Von Ralf Jochen Ehresmann / Fotos: pr



Wenn das neue Beethovenfest in Bonn so fortfährt, wie es begann, darf man gespannt sein. Dabei war die Wahl des Programms mit einer Uraufführung bei sonst nur Beethoven sicherlich gelungen.

Doch bevor die Musik um 20.17h endlich beginnen durfte, waren 3 Reden anzuhören; ähnlich lautende Grußworte der Stadt, des Landes NRW sowie der französischen Republik, letzteres dabei klar am inhaltsreichsten, stellten den Rahmen für ein ausgeprägtes Stück deutsch-französischer Freundschaftspflege, spielte doch ein französisches Orchester mit deutschem Chefdirigenten die Uraufführung eines französischen Komponisten in Deutschland; die Komplettierung europäischer "Großmächte" durch den britischen Pianisten blieb dabei auffällig unauffällig.

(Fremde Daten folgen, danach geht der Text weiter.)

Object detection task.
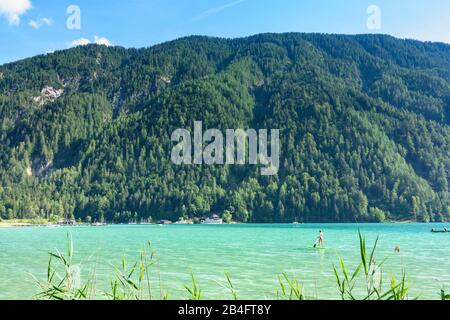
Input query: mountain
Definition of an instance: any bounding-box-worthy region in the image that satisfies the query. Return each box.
[0,33,449,223]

Das Klavier-Konzert, nachdem es nun endlich beginnen durfte, zeigte Beethoven in seiner Gewordenheit; gerade in der langen Einleitung vor dem Einsatz des Flügels meinte man fast, Haydns 105. in etwas zu groß geratener Besetzung zu vernehmen.
Der Dirigent am Flügel, was wir außerhalb der engeren Barockensembles schon lange nicht mehr gesehen haben, präsentierte sich technisch durchaus brillant, ohne zu laut zu werden. Bei überwiegend verhaltenem Ausdruck nahm Eschenbach fast die ganze Durchführung piano, was seiner analytischen Dirigierform ideal korrespondierte.
Dialog im fortgeschrittenen Sinne wurde im Largo sehr viel deutlicher; Eschenbach entfaltete gleich doppelt bei durchaus kräftigen tutti, wie man sie gerne öfters hören würde, überaus empfindsame Stimmung gleich einem nocturno aus späterer Ära.
Das Finale nahm Eschenbach sehr rasch, wobei eine auch hier wie schon zuvor eine erstaunlich gute Übertragung der Tempi trotz stark eingeschränkter Sicht als Folge der besonderen Anordnung gelang. Die Anlage des Werkes zum echten Dialog statt bloßen Zusammenspiel konnte sich hier deutlich zeigen, wie man ebenfalls zu hören meinte, dass dieses Werk noch für eine Bauart Clavier geschrieben worden war.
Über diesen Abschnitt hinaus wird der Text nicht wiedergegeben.